CREAT_NEW这个Pattern类所编译的正则表达式更为复杂，
"(\\S+)\\s+\\(\\s*(\\S+\\s+\\S+\\s*" + "(?:,\\s*\\S+\\s+\\S+\\s*)*)\\)"

(\\S+)第一个分组, 匹配任意一个或多个非空白符的字符
\\s+ 匹配任意一个或多个空白符
\\( 匹配左括弧（
\\s* 匹配零个或多个空白符
(\\S+\\s+\\S+\\s*" + "(?:,\s*\\S+\\s+\\S+\\s*)) 第二个组
组内内容： \\S+\\s+\\S+\\s 加上零个或多个(?:,\s*\S+\s+\S+\s*)
任意一个或多个非空白符的字符 + 匹配任意一个或多个空白符 + 任意一个或多个非空白符的字符 + 匹配零个或多个空白符
(?:,\\s*\\S+\\s+\\S+\\s*) 第三个组
组内内容：?:,\\s*\\S+\\s+\\S+\\s*
不捕捉该组，
一个逗号“，”+ 任意零个或多个空白符+任意一个或多个非空白符的字符+任意一个或多个空白符+任意一个或多个非空白符的字符+任意零个或多个空白符
\\)右括弧
那个?:是用来干嘛的呢？这样标记后，对应的group就不能被捕捉，那个小组就不能通过m.group()被找到了.

create table <table name> (<column0 name> <type0>, <column1 name> <type1>, ...)

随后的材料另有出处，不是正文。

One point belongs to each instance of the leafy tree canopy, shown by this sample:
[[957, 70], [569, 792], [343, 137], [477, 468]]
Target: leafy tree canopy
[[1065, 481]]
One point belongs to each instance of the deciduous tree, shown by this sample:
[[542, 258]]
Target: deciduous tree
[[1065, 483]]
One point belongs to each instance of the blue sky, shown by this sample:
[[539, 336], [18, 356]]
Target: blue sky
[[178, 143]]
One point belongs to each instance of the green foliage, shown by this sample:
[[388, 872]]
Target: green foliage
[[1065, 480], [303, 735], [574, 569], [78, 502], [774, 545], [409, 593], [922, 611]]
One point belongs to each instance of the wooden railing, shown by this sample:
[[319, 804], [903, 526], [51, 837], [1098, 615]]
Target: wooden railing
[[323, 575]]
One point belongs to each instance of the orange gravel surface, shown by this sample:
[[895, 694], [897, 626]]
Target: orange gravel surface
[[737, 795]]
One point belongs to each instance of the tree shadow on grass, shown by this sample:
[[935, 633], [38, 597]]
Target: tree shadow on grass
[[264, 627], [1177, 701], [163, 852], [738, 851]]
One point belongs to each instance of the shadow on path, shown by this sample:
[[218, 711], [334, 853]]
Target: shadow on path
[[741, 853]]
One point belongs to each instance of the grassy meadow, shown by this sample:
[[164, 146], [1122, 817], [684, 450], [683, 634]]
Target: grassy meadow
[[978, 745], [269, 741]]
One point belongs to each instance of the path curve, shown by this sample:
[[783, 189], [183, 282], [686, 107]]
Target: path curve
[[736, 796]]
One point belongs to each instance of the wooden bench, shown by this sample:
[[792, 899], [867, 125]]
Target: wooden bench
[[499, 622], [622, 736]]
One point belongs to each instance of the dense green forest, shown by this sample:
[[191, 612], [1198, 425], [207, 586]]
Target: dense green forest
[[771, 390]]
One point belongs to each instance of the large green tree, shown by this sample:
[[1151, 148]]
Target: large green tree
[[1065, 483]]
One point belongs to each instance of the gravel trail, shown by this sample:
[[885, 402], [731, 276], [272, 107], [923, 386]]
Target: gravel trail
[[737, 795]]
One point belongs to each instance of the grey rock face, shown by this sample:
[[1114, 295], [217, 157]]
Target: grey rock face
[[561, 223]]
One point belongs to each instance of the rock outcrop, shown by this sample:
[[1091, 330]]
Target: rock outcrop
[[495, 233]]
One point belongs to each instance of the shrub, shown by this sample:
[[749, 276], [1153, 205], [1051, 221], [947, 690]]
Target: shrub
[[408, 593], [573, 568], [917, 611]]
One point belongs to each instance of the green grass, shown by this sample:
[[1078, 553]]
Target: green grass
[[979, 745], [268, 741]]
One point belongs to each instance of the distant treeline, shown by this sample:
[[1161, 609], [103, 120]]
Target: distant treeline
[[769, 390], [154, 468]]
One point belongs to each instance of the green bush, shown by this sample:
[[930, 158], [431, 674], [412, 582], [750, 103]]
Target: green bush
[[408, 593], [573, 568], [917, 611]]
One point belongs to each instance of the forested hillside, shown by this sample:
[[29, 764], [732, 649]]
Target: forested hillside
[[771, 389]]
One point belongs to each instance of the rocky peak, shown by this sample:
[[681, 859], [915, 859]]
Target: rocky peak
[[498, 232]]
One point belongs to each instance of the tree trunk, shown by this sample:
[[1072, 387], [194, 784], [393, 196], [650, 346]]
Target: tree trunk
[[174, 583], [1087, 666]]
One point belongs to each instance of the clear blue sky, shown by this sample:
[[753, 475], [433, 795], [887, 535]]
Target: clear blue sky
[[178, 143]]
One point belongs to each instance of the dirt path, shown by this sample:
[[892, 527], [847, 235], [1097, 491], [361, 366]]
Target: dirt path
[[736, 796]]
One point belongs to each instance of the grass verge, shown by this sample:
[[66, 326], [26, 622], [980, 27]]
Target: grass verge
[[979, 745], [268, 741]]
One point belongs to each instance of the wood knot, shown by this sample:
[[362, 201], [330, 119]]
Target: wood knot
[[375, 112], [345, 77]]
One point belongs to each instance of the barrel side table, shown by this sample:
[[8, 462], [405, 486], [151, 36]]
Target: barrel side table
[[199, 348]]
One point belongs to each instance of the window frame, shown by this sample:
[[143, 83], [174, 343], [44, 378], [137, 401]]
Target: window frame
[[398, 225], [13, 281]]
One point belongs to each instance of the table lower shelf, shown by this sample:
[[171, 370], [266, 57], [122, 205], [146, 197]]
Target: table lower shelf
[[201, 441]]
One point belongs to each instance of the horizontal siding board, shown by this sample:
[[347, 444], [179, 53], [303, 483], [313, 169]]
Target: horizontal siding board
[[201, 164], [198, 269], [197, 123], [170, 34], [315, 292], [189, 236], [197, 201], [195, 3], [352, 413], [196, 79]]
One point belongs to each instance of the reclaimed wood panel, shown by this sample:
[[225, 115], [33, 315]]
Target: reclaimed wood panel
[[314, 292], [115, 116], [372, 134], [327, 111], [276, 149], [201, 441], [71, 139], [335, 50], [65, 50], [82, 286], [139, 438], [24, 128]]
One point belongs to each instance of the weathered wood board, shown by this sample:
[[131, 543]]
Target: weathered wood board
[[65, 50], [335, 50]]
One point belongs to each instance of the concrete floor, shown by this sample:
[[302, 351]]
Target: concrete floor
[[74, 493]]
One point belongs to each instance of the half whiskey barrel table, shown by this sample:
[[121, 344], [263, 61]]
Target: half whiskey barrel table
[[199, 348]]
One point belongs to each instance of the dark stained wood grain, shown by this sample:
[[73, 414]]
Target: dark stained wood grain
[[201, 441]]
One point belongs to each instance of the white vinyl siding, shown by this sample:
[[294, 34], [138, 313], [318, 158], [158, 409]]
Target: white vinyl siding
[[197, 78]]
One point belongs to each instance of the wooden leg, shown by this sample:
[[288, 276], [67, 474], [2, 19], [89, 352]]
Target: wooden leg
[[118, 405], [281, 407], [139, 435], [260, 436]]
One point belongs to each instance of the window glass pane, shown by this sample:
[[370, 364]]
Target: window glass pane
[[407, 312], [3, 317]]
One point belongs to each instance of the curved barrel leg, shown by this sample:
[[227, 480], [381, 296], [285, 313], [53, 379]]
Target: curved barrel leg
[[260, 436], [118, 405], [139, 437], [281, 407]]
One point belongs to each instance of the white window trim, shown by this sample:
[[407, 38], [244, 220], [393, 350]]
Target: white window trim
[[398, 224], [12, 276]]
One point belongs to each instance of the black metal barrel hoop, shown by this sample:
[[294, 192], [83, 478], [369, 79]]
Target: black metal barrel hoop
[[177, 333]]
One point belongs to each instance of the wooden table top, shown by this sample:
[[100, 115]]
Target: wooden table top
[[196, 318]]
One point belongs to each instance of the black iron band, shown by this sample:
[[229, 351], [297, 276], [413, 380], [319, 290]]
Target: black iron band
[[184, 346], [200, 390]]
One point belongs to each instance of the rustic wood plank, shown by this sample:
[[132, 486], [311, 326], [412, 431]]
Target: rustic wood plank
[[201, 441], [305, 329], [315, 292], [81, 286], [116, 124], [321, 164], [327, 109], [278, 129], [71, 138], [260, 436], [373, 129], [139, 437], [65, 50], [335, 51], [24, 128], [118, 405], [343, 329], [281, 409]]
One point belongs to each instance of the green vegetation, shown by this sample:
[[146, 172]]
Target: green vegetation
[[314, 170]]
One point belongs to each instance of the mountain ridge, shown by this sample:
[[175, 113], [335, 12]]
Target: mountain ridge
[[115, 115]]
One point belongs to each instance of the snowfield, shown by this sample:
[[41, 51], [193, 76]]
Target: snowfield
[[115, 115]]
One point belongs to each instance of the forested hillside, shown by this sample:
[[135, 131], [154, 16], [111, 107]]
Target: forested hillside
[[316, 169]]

CREAT_NEW这个Pattern编译的正是creat table 后面输入的 <table name> (<column0 name> <type0>, <column1 name> <type1>, ...)

具体请参考：
java正则表达式的捕获组

加入刚才的query是匹配CREAT_NEW的正则表达式的，
那么现在createTable(m.group(1))就等同于

createTable(<table name> (<column0 name> <type0>, <column1 name> <type1>, ...))

看到这里：

createNewTable(m.group(1), m.group(2).split(COMMA));

m.group(1)代表tablename,
m.group(2)代表用","隔开的column names，用一个数组保存每个column name

而creatNewTable()的代码是：

private void createNewTable(String name, String[] cols) throws RuntimeException {
        //check whether the input type is valid
        if (!checkCreateType(cols)) {
            stupidOutPut = "ERROR: .*";
            return;
        }
        DataTable newDTToCreate = create(name, cols);
        database.put(name, newDTToCreate);
        tableName.add(name);
        stupidOutPut = "";
        return;
    }

create()的代码：

public DataTable create(String name, String[] colNames) throws RuntimeException {
        try {
            //initiate new table.
            int cap = colNames.length;
            DataTable newTable = new DataTable(cap);
            colNames = processCreateColNames(colNames);
            newTable.initiate(colNames);
            //add new table into database.
            return newTable;
        } catch (RuntimeException e) {
            System.out.println("Create failed");
            stupidOutPut = "ERROR: .*";
            return null;
        }
    }

最后又回去写convert,因为原SimpleDB都是先把文件转化成.dat文件在处理的。真的被这个Proj2搞了太久了，SimpleDB的参考书是一部大头，根本不可能短时间消化，所以我已经不要求自己完全掌握这个数据库到底怎么运行的，我现在只要求自己至少写出proj2要求的print一个table的内容，其他的都可以以后再做。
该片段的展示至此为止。